In regard to ratified treaties, a State cannot hide behind state sovereignty to avoid international obligations. International compliance and control measures established by various legal regimes demonstrate that state sovereignty is diminished and the Westphalian Order does not exist anymore in its pristine form.

Implementation of the Resolutions may offend the provisions of the Constitution. In Sri Lanka, the Constitution grants sovereignty to the people and its elements are enshrined under Article 4 of the 1978 Constitution of Sri Lanka. If the legislative implementation of the proposed Resolution offends the Constitution, Sri Lanka should propose an alternative counter resolution which is in harmony with our constitutional provisions.



Implementing the Geneva Resolutions is an exacting task. It will encounter many challenges and dilemmas. The draft report evince that High Commissioner has not understood the atrocities committed by the rebel forces or Kadi’s Case in the European Court of Justice on freezing of assets without due process.

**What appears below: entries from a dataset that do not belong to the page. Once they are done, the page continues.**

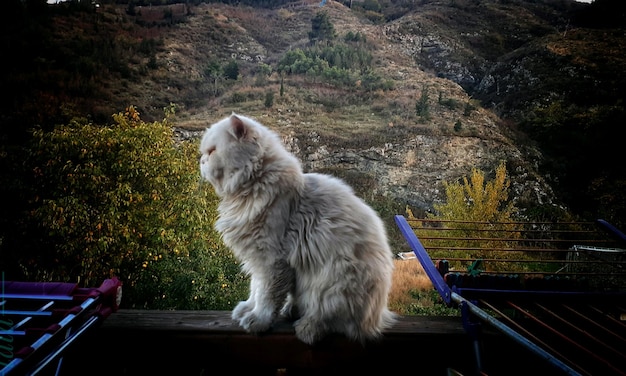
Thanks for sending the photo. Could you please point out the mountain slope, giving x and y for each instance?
(75, 60)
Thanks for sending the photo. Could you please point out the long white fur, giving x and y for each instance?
(312, 248)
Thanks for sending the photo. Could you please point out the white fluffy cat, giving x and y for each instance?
(314, 251)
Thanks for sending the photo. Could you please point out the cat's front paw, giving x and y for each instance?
(242, 309)
(256, 322)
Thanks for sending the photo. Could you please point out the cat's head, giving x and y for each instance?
(231, 153)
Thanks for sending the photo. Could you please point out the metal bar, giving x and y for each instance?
(38, 297)
(506, 223)
(596, 323)
(514, 335)
(424, 258)
(565, 338)
(528, 334)
(577, 329)
(63, 346)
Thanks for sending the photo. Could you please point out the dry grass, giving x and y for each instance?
(409, 279)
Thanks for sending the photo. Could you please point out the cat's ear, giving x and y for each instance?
(238, 127)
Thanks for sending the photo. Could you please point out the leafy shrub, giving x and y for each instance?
(125, 200)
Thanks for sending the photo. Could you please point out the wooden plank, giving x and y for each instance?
(138, 342)
(219, 322)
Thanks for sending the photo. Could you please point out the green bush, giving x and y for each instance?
(126, 200)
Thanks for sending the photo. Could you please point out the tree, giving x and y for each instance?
(321, 28)
(476, 206)
(231, 70)
(421, 106)
(477, 200)
(123, 200)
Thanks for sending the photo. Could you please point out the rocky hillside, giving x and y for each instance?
(467, 84)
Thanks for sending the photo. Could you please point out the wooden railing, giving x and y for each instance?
(141, 342)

High Commissioner has gone on to declare unfairly and wrongly that security forces who saved Sri Lanka’s territorial integrity and sovereignty as enemies of mankind (Hostes Humanis) by subjecting them to universal jurisdiction and International Criminal court. (preambular part).

At this time, we must not forget that President Mahinda Rajapaksa saved the country from the rebel forces. If not for him, the armed conflict would have dragged on for many years. In this context, he was assisted by India, Pakistan, USA and many other countries. He was also assisted by the Defence Secretary, Army Commander and many others. Since then, we have enjoyed freedom from fear and freedom from unlawful killing. (preambular part need to recite this fact).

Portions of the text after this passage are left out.